Trentacinque anni fa, con l’approvazione il 20 novembre del 1989 della Convenzione internazionale sui diritti dei bambini, le Nazioni Unite sancirono l’obbligo, per gli Stati ratificanti, di garantire il diritto dei bambini all’educazione, anche se allora si trattava di un impegno a garantire – gradualmente – l’accesso all’istruzione primaria1.

Oggi, trentacinque anni dopo, dobbiamo segnalare, accanto alla mancata conquista di quel traguardo annunciato e, forse ancor di più in ragione di questo, il privilegio di appartenere a una parte di mondo in cui si parla anche di opportunità educative rivolte all’infanzia  e addirittura ad un Paese che ha sancito in una norma che “Alle bambine e ai bambini, dalla nascita fino ai sei anni, per sviluppare potenzialità di relazione, autonomia, creatività, apprendimento, in un adeguato contesto affettivo, ludico e cognitivo, sono garantite pari opportunità di educazione e di istruzione, di cura, di relazione e di gioco, superando disuguaglianze e barriere territoriali, economiche, etniche e culturali”2.

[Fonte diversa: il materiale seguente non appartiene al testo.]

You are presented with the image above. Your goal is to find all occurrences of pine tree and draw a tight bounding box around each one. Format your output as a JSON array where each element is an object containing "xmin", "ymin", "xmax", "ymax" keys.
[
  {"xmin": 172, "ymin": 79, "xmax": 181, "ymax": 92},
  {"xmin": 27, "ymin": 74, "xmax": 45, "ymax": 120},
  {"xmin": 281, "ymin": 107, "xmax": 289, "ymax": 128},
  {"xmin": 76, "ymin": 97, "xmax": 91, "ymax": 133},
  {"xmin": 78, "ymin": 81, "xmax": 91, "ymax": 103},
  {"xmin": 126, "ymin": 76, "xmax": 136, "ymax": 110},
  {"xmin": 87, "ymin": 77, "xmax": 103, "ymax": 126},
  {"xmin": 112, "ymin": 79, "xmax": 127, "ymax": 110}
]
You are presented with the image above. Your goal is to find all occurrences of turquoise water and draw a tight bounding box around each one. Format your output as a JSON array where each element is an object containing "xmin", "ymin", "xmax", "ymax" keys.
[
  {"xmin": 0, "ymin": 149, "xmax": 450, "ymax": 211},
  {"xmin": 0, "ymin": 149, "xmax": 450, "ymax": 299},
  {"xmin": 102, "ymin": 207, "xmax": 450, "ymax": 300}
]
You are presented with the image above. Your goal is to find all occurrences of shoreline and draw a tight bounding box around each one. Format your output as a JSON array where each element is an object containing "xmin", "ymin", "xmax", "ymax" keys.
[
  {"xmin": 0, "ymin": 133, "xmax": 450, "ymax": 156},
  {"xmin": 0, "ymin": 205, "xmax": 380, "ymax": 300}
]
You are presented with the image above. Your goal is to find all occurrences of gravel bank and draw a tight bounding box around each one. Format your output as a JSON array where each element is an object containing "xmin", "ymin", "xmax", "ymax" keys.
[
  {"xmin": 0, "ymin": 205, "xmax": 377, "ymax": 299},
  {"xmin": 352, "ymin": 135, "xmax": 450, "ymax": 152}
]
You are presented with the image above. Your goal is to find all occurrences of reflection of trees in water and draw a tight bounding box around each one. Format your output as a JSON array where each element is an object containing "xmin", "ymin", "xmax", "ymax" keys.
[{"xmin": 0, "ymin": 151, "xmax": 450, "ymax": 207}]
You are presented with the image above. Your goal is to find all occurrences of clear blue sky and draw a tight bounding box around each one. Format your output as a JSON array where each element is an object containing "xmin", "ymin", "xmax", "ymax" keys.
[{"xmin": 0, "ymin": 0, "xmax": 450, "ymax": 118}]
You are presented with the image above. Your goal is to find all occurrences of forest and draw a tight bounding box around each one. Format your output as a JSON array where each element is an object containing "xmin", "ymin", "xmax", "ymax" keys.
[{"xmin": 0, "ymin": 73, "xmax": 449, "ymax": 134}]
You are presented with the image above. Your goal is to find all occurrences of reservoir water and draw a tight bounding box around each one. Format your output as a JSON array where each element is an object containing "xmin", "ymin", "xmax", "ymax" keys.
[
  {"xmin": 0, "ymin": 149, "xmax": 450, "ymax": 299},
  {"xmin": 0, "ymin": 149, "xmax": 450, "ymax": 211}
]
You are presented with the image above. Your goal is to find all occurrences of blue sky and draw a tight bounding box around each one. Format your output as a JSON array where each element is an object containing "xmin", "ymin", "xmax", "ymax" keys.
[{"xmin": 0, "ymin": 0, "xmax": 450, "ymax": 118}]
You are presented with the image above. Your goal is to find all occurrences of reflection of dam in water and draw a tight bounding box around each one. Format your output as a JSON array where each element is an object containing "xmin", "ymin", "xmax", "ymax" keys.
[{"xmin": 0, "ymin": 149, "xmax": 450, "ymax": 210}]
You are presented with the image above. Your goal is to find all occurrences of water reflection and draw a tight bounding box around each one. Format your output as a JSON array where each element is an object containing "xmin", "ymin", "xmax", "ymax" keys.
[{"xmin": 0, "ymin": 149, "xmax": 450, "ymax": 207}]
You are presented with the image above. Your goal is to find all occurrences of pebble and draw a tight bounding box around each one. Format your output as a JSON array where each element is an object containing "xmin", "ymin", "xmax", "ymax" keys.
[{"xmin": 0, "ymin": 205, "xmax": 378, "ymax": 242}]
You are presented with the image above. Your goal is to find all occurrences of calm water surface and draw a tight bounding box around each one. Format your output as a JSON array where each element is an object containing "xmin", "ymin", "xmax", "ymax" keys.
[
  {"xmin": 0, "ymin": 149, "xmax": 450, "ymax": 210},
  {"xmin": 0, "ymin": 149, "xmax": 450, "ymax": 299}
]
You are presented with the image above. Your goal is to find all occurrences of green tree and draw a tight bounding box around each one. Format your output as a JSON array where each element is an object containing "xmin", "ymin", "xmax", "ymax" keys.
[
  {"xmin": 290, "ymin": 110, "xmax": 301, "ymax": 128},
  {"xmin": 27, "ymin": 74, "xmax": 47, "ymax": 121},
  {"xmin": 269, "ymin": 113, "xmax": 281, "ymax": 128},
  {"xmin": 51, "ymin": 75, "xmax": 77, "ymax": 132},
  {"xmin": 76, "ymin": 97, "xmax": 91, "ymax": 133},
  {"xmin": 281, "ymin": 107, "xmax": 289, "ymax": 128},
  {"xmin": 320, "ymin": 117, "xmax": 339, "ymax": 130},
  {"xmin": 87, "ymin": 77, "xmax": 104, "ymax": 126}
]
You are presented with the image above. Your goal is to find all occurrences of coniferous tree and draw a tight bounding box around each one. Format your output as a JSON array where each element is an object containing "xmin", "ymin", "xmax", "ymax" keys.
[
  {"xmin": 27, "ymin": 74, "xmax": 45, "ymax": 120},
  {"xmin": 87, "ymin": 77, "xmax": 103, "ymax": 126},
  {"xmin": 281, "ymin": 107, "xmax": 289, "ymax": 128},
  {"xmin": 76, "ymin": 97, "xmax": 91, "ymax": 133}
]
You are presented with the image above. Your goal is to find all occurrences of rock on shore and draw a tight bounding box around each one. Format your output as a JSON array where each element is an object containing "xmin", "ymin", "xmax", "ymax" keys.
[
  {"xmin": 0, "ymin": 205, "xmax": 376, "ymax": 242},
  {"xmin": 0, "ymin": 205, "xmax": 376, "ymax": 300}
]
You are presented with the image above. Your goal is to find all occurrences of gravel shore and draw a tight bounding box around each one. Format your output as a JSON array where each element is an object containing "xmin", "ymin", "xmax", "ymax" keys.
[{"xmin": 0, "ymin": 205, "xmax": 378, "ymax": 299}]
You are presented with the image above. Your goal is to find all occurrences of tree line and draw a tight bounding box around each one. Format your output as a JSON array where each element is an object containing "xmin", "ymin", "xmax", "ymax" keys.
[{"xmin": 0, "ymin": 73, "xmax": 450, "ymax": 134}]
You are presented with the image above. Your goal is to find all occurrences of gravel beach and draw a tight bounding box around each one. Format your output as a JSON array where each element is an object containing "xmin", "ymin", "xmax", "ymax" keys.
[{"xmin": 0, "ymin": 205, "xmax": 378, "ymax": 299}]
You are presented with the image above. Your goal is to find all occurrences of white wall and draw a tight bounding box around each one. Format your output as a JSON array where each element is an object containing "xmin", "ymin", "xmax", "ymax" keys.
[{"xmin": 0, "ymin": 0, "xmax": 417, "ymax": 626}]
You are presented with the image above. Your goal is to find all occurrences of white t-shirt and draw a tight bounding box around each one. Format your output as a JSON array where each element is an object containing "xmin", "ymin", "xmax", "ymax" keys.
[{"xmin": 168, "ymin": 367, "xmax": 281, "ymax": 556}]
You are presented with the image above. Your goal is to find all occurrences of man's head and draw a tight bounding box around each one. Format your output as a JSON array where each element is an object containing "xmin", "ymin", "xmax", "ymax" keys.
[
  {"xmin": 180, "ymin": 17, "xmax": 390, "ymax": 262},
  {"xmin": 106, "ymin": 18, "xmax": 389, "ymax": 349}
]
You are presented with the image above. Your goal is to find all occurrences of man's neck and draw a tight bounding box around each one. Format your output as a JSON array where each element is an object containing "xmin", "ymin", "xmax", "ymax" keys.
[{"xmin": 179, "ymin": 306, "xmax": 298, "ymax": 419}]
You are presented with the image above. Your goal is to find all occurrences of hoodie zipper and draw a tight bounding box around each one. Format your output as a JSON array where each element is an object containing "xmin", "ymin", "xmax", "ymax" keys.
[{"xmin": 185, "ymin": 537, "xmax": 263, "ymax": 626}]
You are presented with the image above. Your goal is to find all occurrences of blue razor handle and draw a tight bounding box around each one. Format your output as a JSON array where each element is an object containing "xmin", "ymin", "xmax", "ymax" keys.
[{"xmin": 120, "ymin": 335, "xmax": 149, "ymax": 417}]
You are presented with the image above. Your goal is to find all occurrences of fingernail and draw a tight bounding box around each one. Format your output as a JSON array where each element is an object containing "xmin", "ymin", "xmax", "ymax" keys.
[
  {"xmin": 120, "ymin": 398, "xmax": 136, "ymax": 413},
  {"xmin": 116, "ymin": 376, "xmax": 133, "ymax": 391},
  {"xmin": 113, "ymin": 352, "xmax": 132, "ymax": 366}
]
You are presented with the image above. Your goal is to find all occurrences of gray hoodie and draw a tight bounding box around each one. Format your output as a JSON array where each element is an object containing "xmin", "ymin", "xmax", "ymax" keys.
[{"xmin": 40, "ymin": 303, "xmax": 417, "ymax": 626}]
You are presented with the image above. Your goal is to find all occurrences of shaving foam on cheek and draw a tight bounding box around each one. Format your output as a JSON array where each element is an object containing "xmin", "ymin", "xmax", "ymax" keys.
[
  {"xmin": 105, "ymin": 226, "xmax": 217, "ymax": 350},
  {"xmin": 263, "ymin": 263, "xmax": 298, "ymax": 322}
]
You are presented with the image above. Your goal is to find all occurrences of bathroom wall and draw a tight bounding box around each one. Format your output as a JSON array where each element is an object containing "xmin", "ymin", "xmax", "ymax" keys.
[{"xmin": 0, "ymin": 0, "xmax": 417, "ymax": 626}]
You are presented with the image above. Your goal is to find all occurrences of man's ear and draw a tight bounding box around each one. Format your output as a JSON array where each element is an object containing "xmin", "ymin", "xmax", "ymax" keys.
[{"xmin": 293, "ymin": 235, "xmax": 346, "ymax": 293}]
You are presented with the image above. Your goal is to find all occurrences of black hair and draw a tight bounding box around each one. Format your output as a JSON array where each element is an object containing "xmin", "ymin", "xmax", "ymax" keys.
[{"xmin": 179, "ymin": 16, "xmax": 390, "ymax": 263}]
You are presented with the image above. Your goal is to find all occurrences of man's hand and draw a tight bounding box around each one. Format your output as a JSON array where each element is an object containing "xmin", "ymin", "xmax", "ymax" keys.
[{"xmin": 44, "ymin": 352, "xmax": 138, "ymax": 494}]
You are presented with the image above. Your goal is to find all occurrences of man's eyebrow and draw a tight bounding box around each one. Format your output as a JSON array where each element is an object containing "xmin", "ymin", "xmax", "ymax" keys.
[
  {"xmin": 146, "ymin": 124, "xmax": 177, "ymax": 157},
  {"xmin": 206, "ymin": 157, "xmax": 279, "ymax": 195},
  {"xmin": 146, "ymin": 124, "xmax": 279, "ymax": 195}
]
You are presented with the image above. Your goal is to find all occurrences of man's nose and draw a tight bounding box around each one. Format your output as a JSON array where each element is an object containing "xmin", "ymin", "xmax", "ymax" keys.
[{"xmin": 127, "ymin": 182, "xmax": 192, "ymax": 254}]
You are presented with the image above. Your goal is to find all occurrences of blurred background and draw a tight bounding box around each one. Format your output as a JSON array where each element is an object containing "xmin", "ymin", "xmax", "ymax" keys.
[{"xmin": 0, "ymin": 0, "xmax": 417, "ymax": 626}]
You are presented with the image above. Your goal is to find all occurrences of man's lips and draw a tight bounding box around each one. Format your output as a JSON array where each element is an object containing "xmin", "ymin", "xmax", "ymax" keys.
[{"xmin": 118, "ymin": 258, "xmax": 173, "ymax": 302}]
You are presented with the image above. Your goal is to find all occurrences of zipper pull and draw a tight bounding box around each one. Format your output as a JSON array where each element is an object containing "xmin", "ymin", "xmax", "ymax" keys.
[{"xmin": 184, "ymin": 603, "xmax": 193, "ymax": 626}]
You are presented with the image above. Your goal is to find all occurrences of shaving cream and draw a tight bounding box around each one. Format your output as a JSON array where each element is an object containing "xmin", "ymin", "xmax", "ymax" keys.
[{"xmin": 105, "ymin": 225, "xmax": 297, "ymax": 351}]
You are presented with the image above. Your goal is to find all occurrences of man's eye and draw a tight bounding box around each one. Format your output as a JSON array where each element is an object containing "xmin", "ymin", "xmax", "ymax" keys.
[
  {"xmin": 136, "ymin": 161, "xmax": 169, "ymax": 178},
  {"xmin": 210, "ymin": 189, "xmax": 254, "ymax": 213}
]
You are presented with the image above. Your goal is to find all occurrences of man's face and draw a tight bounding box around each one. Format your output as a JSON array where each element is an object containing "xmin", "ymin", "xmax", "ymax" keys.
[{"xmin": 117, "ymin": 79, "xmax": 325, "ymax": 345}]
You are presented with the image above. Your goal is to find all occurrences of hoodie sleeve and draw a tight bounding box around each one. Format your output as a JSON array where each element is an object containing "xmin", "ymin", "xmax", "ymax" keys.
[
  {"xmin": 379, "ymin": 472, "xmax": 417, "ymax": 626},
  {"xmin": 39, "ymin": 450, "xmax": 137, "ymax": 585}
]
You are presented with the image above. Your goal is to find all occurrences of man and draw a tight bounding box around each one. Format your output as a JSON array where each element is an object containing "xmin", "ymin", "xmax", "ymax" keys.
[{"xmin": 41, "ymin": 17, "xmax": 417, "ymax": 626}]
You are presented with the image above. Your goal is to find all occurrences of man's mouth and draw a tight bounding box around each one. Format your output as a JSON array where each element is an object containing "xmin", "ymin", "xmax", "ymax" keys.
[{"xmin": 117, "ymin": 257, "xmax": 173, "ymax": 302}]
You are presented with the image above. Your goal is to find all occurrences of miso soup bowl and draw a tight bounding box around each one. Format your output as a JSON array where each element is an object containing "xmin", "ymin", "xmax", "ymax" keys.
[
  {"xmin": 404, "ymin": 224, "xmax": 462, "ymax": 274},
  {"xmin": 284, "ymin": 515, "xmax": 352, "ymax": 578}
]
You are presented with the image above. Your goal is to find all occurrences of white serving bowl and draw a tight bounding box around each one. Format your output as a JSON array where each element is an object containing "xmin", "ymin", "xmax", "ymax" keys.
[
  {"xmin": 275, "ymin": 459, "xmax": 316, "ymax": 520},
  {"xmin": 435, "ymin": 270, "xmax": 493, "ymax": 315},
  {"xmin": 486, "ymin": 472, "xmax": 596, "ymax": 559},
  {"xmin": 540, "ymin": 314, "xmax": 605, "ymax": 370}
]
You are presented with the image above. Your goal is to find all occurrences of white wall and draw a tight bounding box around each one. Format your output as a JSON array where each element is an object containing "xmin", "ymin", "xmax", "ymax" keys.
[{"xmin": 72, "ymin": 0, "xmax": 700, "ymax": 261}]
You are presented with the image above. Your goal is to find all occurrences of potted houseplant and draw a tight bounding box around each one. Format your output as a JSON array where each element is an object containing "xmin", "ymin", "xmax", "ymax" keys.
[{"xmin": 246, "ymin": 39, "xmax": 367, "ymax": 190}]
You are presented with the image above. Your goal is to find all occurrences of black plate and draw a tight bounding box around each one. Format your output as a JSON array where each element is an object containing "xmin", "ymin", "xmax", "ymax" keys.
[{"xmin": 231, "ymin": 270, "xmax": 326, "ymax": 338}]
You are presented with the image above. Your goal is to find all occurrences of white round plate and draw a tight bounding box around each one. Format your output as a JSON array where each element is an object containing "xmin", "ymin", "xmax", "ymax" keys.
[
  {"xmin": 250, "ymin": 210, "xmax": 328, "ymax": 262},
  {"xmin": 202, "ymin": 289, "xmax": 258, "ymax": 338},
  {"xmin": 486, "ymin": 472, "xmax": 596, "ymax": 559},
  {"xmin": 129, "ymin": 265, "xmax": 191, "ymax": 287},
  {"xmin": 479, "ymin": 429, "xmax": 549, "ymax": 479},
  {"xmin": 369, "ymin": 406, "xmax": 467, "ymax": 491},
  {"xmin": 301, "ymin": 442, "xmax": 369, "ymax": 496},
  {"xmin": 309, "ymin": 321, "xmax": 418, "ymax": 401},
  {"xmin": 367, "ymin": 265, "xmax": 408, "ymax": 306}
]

In realtà, la progressività prevista dalla norma richiamata per l’attuazione del “sistema integrato di educazione e istruzione da 0 a 6 anni” è l’unico elemento della cosiddetta riforma della “Buona Scuola”3 che si è concretizzato anche oltre la prudenza dichiarata nel riferimento al fatto che “viene progressivamente istituito, in relazione all’effettiva disponibilità di risorse finanziarie, umane e strumentali, il Sistema integrato di educazione e di istruzione per le bambine e per i bambini in età compresa dalla nascita fino ai sei anni”4. Mai come in questi ultimi anni il sistema ha beneficiato di una quantità enorme di nuovi finanziamenti, lasciando aprirsi l’ipotesi, che qui brevemente articoleremo, che i freni all’affermazione del diritto dei bambini all’educazione a partire dalla nascita derivano da un doppio sortilegio: un retaggio culturale intersecato con la mancanza di un disegno di governance.

A proposito del retaggio culturale

Forse la prima considerazione, apparentemente banale, riguarda l’uso delle parole, perché, sebbene da almeno 10 anni le norme parlino di “nidi d’infanzia”, la denominazione utilizzata prevalentemente è ancora “asili nido”. Nomina sunt consequentia rerum: un retaggio che ha dentro di sé la persistente difficoltà a concepire il nido come un servizio educativo e non un luogo di custodia e assistenza a beneficio della famiglia.

Non stupisce – sebbene urli vendetta – il fatto che, mentre le norme parlano di garantire pari opportunità di educazione e istruzione alle bambine e ai bambini da 0 a 6 anni5 e nonostante tutti gli ultimi governi si siano premurati di soffermarsi sul tema dei nidi annunciando l’impegno a renderli gratuiti, ciò che non appare ancora all’orizzonte è la decisione di ricondurre a carico della fiscalità generale il loro costo.

Così, il diritto all’educazione continua a essere “a domanda individuale” e il freno allo sviluppo dell’offerta è diretta conseguenza del rimettere ai soli Comuni – e non allo Stato – la responsabilità di coprire il costo dei nidi.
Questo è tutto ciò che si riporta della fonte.